Oil Falls as Cease-Fire Progress Outweighs Positive Demand Signs
(Bloomberg) -- Oil fell after progress on a cease-fire between Israel and Hamas outweighed signs of rising US crude demand that had propped up prices earlier in the week.
West Texas Intermediate retreated 0.5% to settle near $82 a barrel. US President Joe Biden said Friday in a social media post that Israel and Hamas have agreed to a cease-fire framework, potentially reducing geopolitical risks to crude supplies. The potential for a wider regional conflict in the Middle East, the source of a third of the world’s oil, had pushed crude prices near $87 earlier this year.
Earlier this week, National Security Adviser Jake Sullivan said negotiators have made progress toward a cease-fire, but tamped down hopes of a deal anytime soon.

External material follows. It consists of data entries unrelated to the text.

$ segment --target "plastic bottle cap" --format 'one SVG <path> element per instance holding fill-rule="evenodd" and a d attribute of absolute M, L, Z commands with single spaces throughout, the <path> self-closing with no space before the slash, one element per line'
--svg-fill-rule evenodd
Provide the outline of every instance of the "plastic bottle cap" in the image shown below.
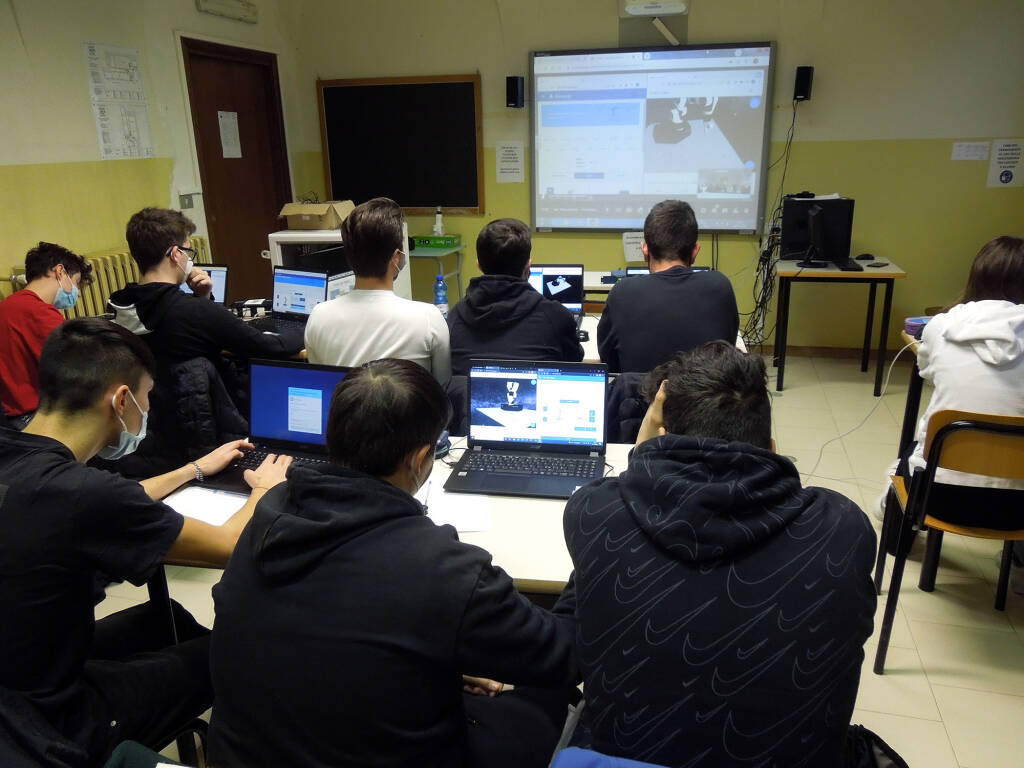
<path fill-rule="evenodd" d="M 444 280 L 444 275 L 438 275 L 438 276 L 437 276 L 437 279 L 438 279 L 438 280 Z"/>

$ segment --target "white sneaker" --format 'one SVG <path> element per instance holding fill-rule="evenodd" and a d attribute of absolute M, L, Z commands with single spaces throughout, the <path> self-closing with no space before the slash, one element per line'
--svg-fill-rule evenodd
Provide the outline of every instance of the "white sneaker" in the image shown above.
<path fill-rule="evenodd" d="M 885 487 L 882 492 L 875 499 L 875 503 L 871 507 L 871 514 L 874 515 L 878 522 L 885 520 L 885 501 L 889 497 L 890 482 L 889 478 L 896 474 L 896 469 L 900 465 L 900 460 L 896 459 L 892 464 L 886 467 L 885 470 Z"/>

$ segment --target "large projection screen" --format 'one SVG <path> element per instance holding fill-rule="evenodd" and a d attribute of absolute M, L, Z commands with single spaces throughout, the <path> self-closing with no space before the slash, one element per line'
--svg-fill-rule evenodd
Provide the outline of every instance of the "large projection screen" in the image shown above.
<path fill-rule="evenodd" d="M 761 230 L 774 64 L 770 42 L 534 52 L 533 226 L 639 229 L 674 198 Z"/>

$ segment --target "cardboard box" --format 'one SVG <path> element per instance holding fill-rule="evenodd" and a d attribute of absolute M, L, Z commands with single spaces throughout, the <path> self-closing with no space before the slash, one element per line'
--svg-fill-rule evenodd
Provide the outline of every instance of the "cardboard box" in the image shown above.
<path fill-rule="evenodd" d="M 286 203 L 278 216 L 288 220 L 288 229 L 337 229 L 353 208 L 355 205 L 351 200 Z"/>

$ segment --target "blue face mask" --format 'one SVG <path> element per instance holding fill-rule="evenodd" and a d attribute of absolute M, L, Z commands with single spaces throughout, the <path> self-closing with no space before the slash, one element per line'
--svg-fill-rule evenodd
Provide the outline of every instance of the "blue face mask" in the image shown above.
<path fill-rule="evenodd" d="M 128 390 L 128 395 L 131 397 L 132 402 L 135 403 L 135 407 L 139 408 L 139 402 L 135 399 L 135 395 L 132 394 L 130 389 Z M 114 395 L 114 397 L 110 398 L 110 405 L 114 408 L 115 416 L 117 415 L 117 407 L 115 405 L 116 397 L 117 395 Z M 124 423 L 124 419 L 118 416 L 117 420 L 121 422 L 122 429 L 121 435 L 118 437 L 117 445 L 106 445 L 103 448 L 100 448 L 99 453 L 96 455 L 101 459 L 109 459 L 113 461 L 115 459 L 120 459 L 123 456 L 127 456 L 138 448 L 139 443 L 146 439 L 146 420 L 149 418 L 149 413 L 143 411 L 141 408 L 139 408 L 139 413 L 142 414 L 142 426 L 139 428 L 139 434 L 133 435 L 129 432 L 128 425 Z"/>
<path fill-rule="evenodd" d="M 65 277 L 67 273 L 64 273 Z M 68 282 L 71 283 L 71 290 L 65 291 L 64 286 L 61 285 L 60 278 L 57 278 L 57 296 L 53 300 L 53 306 L 57 309 L 71 309 L 78 303 L 78 286 L 75 285 L 74 281 L 68 277 Z"/>

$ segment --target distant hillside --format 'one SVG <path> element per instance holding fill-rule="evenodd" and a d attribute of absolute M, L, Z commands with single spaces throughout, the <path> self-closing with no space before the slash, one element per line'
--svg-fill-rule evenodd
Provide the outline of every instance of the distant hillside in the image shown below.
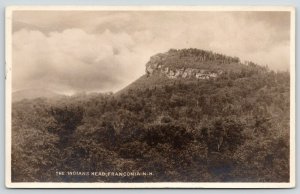
<path fill-rule="evenodd" d="M 27 89 L 18 90 L 12 93 L 12 101 L 20 101 L 23 99 L 35 99 L 35 98 L 53 98 L 60 96 L 60 94 L 52 92 L 47 89 Z"/>

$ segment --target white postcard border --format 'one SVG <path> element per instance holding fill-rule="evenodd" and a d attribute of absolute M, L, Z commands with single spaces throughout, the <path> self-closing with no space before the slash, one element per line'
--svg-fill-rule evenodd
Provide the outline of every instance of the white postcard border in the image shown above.
<path fill-rule="evenodd" d="M 11 86 L 13 11 L 289 11 L 290 26 L 290 182 L 58 183 L 11 182 Z M 5 10 L 5 185 L 8 188 L 293 188 L 295 187 L 295 8 L 292 6 L 9 6 Z"/>

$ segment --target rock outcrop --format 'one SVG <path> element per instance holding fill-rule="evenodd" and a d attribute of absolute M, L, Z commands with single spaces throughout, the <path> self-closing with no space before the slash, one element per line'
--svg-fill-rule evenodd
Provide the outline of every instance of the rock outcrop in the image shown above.
<path fill-rule="evenodd" d="M 210 79 L 216 78 L 222 73 L 222 71 L 209 71 L 201 68 L 180 68 L 170 69 L 169 67 L 163 67 L 161 65 L 148 65 L 146 67 L 146 73 L 148 76 L 152 74 L 161 74 L 170 79 L 175 78 L 196 78 L 196 79 Z"/>
<path fill-rule="evenodd" d="M 177 51 L 177 50 L 176 50 Z M 199 61 L 205 63 L 203 56 L 195 57 L 195 64 L 188 64 L 186 61 L 183 61 L 183 64 L 178 64 L 181 60 L 174 60 L 176 65 L 172 65 L 172 59 L 176 58 L 174 51 L 169 51 L 167 53 L 160 53 L 154 55 L 150 58 L 150 61 L 146 64 L 146 74 L 147 76 L 152 76 L 153 74 L 159 74 L 166 76 L 170 79 L 176 78 L 186 78 L 186 79 L 211 79 L 216 78 L 218 75 L 222 74 L 222 70 L 203 68 L 201 65 L 198 65 Z M 170 57 L 170 55 L 173 55 Z M 189 56 L 190 57 L 190 56 Z M 181 59 L 181 58 L 180 58 Z"/>

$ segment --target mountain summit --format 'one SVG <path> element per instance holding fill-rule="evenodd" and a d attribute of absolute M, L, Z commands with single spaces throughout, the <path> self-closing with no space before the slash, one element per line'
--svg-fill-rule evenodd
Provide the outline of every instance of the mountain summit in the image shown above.
<path fill-rule="evenodd" d="M 240 66 L 240 59 L 200 49 L 170 49 L 150 58 L 146 64 L 146 74 L 161 74 L 168 78 L 210 79 L 224 70 Z"/>
<path fill-rule="evenodd" d="M 238 57 L 230 57 L 212 51 L 196 48 L 170 49 L 150 57 L 146 63 L 145 75 L 117 92 L 139 88 L 152 88 L 173 83 L 176 80 L 200 81 L 216 79 L 220 75 L 264 71 L 264 67 L 253 62 L 242 63 Z"/>

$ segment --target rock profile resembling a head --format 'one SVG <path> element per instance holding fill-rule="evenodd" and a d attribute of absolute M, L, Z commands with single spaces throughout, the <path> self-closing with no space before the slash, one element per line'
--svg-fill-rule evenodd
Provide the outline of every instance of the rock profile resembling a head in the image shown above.
<path fill-rule="evenodd" d="M 176 80 L 213 80 L 228 72 L 241 73 L 249 69 L 267 70 L 253 62 L 242 63 L 238 57 L 212 51 L 196 48 L 170 49 L 151 56 L 146 63 L 145 75 L 117 93 L 135 88 L 152 88 Z"/>
<path fill-rule="evenodd" d="M 166 53 L 159 53 L 150 58 L 146 64 L 146 74 L 164 75 L 170 79 L 175 78 L 216 78 L 229 66 L 236 68 L 240 59 L 229 57 L 212 51 L 195 48 L 170 49 Z"/>

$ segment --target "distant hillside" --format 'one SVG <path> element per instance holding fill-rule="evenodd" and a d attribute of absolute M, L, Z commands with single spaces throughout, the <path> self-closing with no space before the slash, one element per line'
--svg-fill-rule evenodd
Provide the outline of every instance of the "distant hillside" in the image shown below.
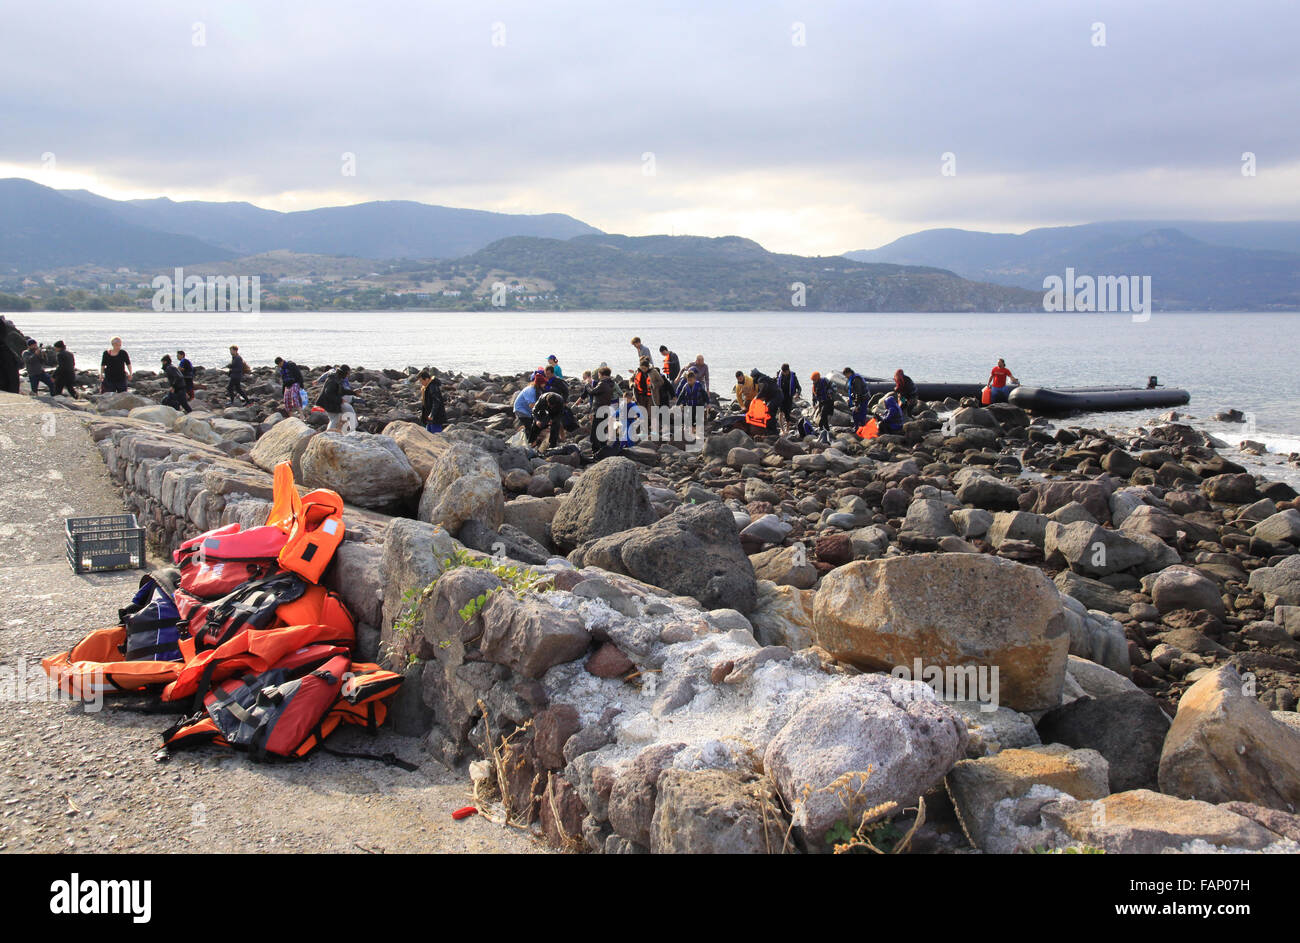
<path fill-rule="evenodd" d="M 464 259 L 481 285 L 531 279 L 570 308 L 787 310 L 792 284 L 811 311 L 1029 311 L 1042 292 L 979 284 L 922 266 L 768 252 L 739 236 L 510 238 Z"/>
<path fill-rule="evenodd" d="M 1150 275 L 1155 307 L 1165 310 L 1300 310 L 1300 223 L 1133 221 L 1021 235 L 930 229 L 845 257 L 935 265 L 1031 290 L 1067 267 Z"/>
<path fill-rule="evenodd" d="M 280 213 L 251 203 L 119 201 L 85 190 L 62 193 L 123 222 L 193 236 L 236 255 L 283 249 L 364 259 L 451 259 L 506 236 L 568 239 L 600 232 L 562 213 L 489 213 L 409 200 Z"/>
<path fill-rule="evenodd" d="M 0 180 L 0 273 L 81 264 L 156 268 L 234 255 L 191 236 L 136 225 L 30 180 Z"/>

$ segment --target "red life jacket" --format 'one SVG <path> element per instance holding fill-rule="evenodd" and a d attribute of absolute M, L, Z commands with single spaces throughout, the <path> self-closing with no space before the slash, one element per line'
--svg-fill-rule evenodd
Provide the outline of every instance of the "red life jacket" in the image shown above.
<path fill-rule="evenodd" d="M 278 527 L 240 530 L 238 524 L 192 537 L 172 554 L 181 568 L 180 588 L 200 599 L 220 599 L 278 570 L 287 541 L 288 535 Z"/>
<path fill-rule="evenodd" d="M 772 414 L 767 408 L 767 403 L 755 396 L 754 401 L 749 404 L 749 409 L 745 412 L 745 422 L 751 426 L 766 429 L 768 420 L 771 418 Z"/>
<path fill-rule="evenodd" d="M 332 646 L 309 645 L 267 671 L 217 685 L 204 697 L 202 714 L 163 734 L 160 755 L 212 743 L 247 751 L 254 760 L 301 759 L 341 723 L 371 730 L 382 724 L 385 702 L 401 683 L 396 672 L 353 664 Z M 367 758 L 415 768 L 391 755 Z"/>

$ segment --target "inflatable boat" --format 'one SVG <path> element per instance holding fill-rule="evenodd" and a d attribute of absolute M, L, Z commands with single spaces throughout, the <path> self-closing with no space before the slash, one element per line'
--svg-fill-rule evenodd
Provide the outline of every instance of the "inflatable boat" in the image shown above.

“The signs are more positive today than they have been in recent months,” Sullivan said, while adding that “there’s still miles to go before we close — if we are able to close.”

News of the possible cease-fire is counteracting signals of a robust market. On Wednesday, a US government report showed signs of strengthening fuel consumption after the Fourth of July holiday. Meanwhile, the premium for WTI’s front-month futures over the next contract — known as the prompt spread — reached the highest since October, indicating tighter supplies.
“Spreads suggests that refinery appetite, the possible bellwether of seasonal growth in consumption in the Northern Hemisphere, is on the rise,” said Tamas Varga, an analyst at brokerage PVM.
Summer is presenting risks to supply, too. In Canada, a ring of wildfires has erupted around the country’s unofficial oil-sands capital of Fort McMurray, with some production having already been curtailed by a blaze to the northeast.